Independent Russian presidential candidate Yekaterina Duntsova will not be permitted to appear on the ballot in the March 2024 vote after the Central Election Commission (CEC) rejected her nomination documents.
Duntsova, 40, a journalist and local politician from the Tver region northwest of Moscow, announced her bid for the presidency in November on a pro-peace, pro-democracy platform.
This week, she secured the endorsement of an initiative group of more than 500 supporters as is required for candidates not running as part of a political party.
At a meeting Saturday, the Central Election Commission (CEC) rejected her documents, saying it found over 100 typos and other errors, the Ostorozhno Novosti Telegram news channel reported.
“We have carefully studied the documents, and we have the impression that they were filled out in haste without complying with legal standards,” the BBC’s Russian service quoted CEC member Yevgeny Shevchenko as saying at the commission’s meeting.
If the CEC had accepted her documents, she would have then needed to collect 300,000 unique voter signatures from at least 40 regions of Russia to be able to appear on the ballot.
Following the meeting, Duntsova said she plans to appeal the commission’s decision in court and intends to ask the liberal Yabloko party to nominate her as a candidate.
“I want us all to believe that we will be able to take another chance.
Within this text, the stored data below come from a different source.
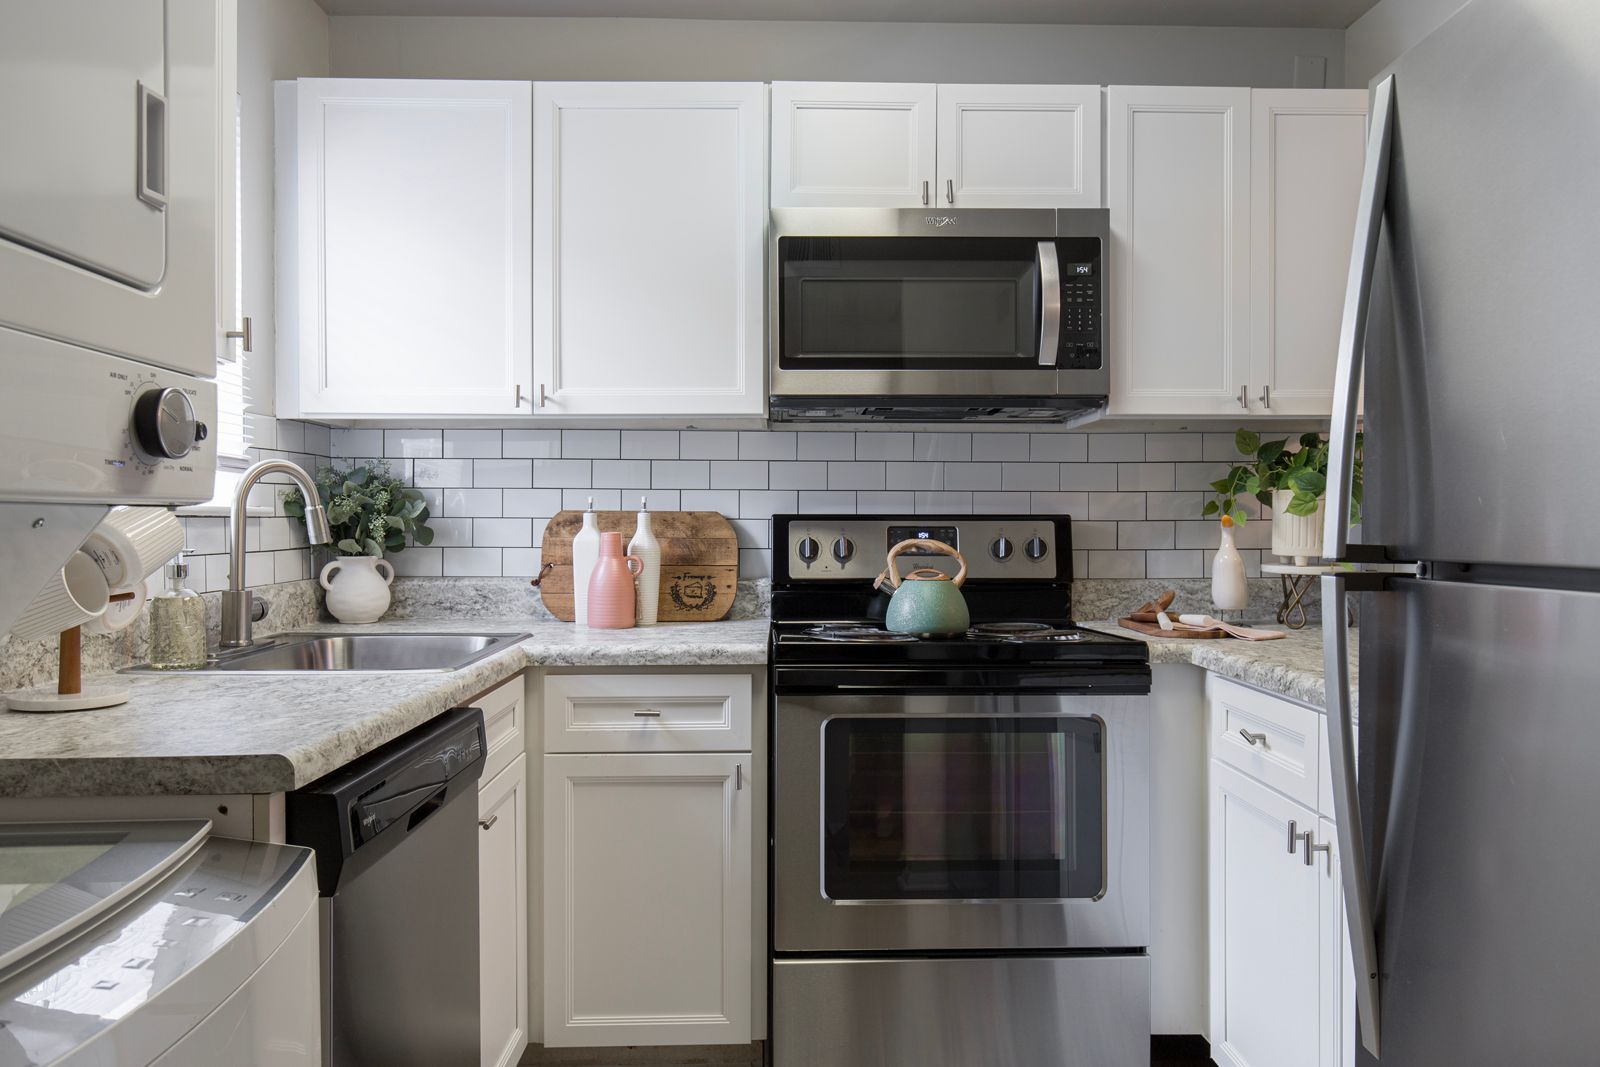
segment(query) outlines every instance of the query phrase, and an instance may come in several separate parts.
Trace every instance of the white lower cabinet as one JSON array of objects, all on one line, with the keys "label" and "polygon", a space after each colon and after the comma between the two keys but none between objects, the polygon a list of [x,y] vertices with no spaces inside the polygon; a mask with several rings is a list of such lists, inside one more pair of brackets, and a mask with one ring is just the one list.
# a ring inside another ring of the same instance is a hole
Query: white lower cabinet
[{"label": "white lower cabinet", "polygon": [[478,789],[483,1067],[511,1067],[528,1046],[527,792],[528,757],[520,754]]},{"label": "white lower cabinet", "polygon": [[544,1043],[751,1038],[749,753],[544,762]]}]

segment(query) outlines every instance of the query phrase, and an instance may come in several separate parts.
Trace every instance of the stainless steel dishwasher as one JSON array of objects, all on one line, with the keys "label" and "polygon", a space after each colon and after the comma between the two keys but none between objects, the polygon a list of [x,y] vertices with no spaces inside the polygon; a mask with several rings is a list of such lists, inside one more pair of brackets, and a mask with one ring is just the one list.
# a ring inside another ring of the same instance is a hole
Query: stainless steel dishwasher
[{"label": "stainless steel dishwasher", "polygon": [[478,1062],[483,713],[457,708],[288,795],[317,853],[329,1067]]}]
Don’t lose faith, don’t lose hope,” she said.
Duntsova’s campaign has reported several instances of pressure since she announced her bid for the presidency.
She was summoned to the prosecutor’s office to discuss her campaign and attitude toward Russia’s actions in Ukraine shortly after announcing her campaign.
One of Duntsova’s supporters was detained in the Siberian city of Krasnoyarsk after returning from the nomination meeting, according to women’s activist group Myagkaya Sila (Soft Power). The supporter, who is also a member of Myagkaya Sila, was reportedly accused of falsely filing a complaint against a police officer.
She has also faced speculation that she could be a Kremlin-endorsed spoiler candidate.
The state-run RIA Novosti news agency claimed this week without evidence that Duntsova had the financial backing of Mikhail Khodorkovsky, a former oligarch turned exiled Kremlin critic.
President Vladimir Putin, 71, is expected to handily win re-election to a fifth term — keeping him in power until at least 2030 — in the March 2024 vote after the elimination of virtually all opposition.
“Yekaterina Sergeyevna, you are a young woman, you still have everything ahead of you. Any minus can always be turned into a plus. Any experience is still experience,” CEC chief Ella Pamfilova told Duntsova at the end of Saturday’s meeting.